Intro

When I started with web development, I used Bootstrap Studio and some custom HTML, CSS and JS for the frontend, and a custom bare-bones PHP Apache backend.

A screenshot of Bootstrap Studio that shows its editor interface

Image by Zine EOOD from bootstrapstudio.io/docs

I soon started to learn, and use modern JavaScript frameworks like Nuxt.js and Vue, but I just kept on using the same old PHP backend. Instead of trying to find a more common or modern framework to switch to or even try, I just decided to make my own light PHP framework. I called it zBack, which was a stateless; file system based system where you would make a routeName.php file in the GET folder if you wanted to make a new HTTP GET route.

This worked pretty good for the most part, but it had really bad performance, for many reasons. So when I and some friends started a project with a more serious scope I wrote the API in the old PHP system, but I felt that I needed a better, faster and easier solution that would preferably also have a strong type system to avoid most common coding errors. After doing a lot of research, I ended up trying Actix Web.

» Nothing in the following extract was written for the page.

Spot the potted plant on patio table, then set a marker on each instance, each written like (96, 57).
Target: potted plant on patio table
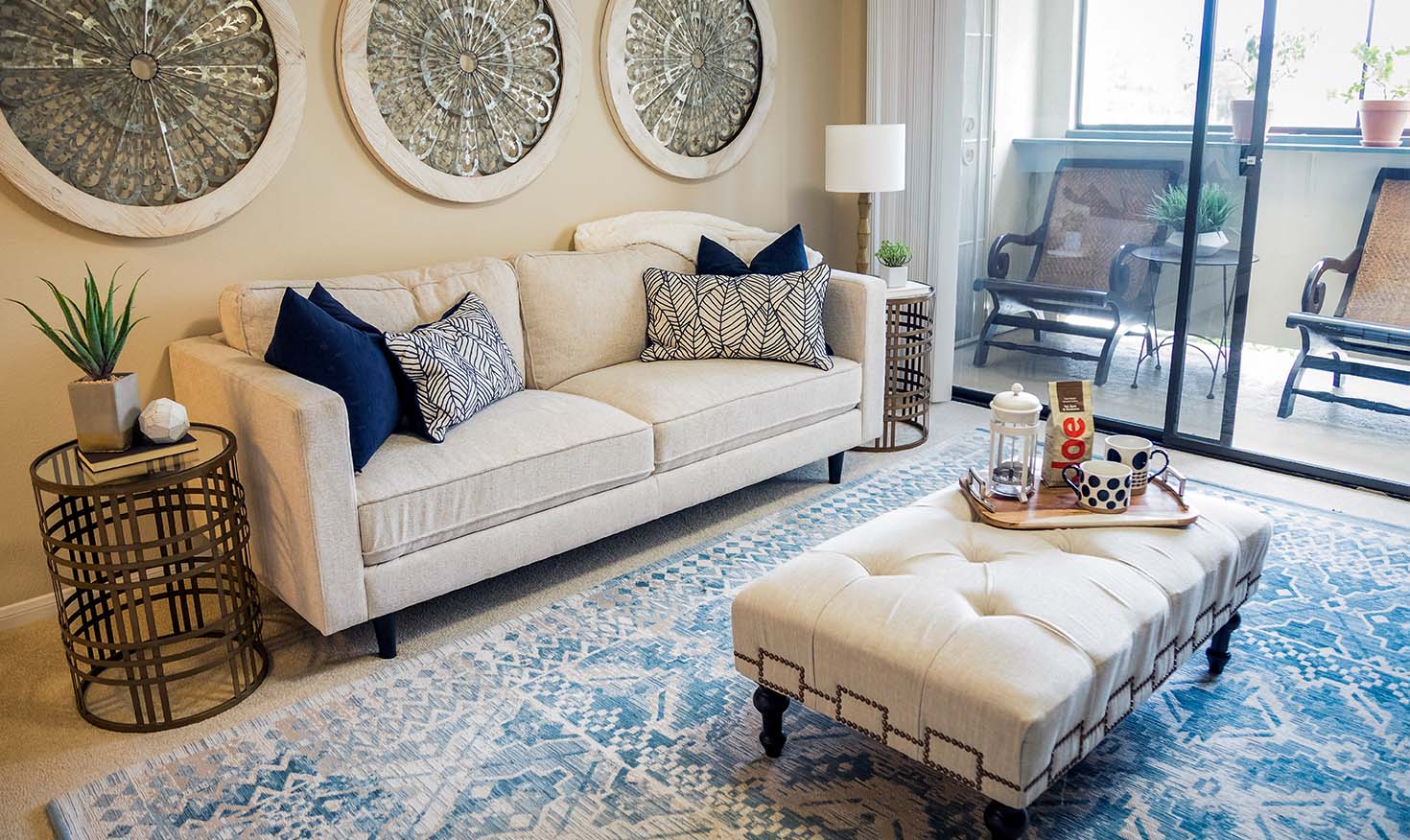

The Actix Web logo with its name

Actix Web is a Rust web framework that lets you create fast and secure REST APIs with all the safety and speed of Rust, including a robust type system that simply won't let you compile a lot of common errors.

Rewrite

I started to learn Actix Web and rewrote the entire API. My old API used a MariaDB SQL database, witch I connected to with PHPs included functions. When I rewrote the API I chose SQLx to connect to my database. SQLx is absolutely amazing, and has a lot of features that seems almost like black magic to me. When I write an SQL query in SQLx, it will tell me at compile time wether or not it is a valid query by testing the query on a development instance!

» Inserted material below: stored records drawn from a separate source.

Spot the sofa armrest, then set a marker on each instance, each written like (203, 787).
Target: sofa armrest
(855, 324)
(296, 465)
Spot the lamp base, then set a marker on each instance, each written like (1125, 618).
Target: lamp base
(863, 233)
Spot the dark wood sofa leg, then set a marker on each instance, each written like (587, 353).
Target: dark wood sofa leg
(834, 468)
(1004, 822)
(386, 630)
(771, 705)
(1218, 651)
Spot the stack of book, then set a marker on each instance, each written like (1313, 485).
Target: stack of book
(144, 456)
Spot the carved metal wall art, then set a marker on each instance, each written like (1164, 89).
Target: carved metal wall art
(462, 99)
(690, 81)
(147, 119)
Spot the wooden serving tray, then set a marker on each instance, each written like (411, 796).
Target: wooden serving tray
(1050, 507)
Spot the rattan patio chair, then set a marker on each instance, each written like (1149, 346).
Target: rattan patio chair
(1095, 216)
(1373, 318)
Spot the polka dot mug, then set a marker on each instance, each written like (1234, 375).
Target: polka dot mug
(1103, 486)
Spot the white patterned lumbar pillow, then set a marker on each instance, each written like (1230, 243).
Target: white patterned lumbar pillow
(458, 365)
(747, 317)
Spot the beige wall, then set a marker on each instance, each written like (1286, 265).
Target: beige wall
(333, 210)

I even did a lot of relatively easy improvements with Actix, especially with the authentication. In Actix Web I got a connection pool to the database, so when I get a request it won't have to create a new connection each time. In the old API, authentication was based on a session token that was stored in the database, and then the hashed token was stored on the client for authentication. The problem with that approach is that it may break with horizontal scaling, because the session token might not be synced to the clients server. The way I chose to implement authentication in the new rewrite to avoid the previous pitfalls was to base it on JWT tokens. JWT tokens are basically an encrypted JSON object that you can send to a client, and they can't decrypt or edit the object without the private key, so they can safely store it in their browsers and apps whilst the API can decrypt and read the JSON data.

After I was finished with the rewrite, I did some tests in my local development environment to compare the old PHP API versus the new Rust one.

Smaller numbers are better

I was expecting some improvements in speed with the Rust based rewrite, but the numbers absolutely blew me out of the water. In the best case scenario, the Rust API has a 96,7% increase in speed from the PHP API!

Conclusion

After getting comfortable with Actix Web and Rust, I don't think I am going to continue making backends in PHP any more. All the amazing features of Rust and Actix Web are simply too amazing for me to pass up, especially for something like PHP, who can't catch obvious compile time errors before a poor user or dev encounters it at runtime. So I don't have a problem with PHP and I won't hop on the PHP hate train any time soon, but I have found a great replacement that I don't think I will deviate from for a long time.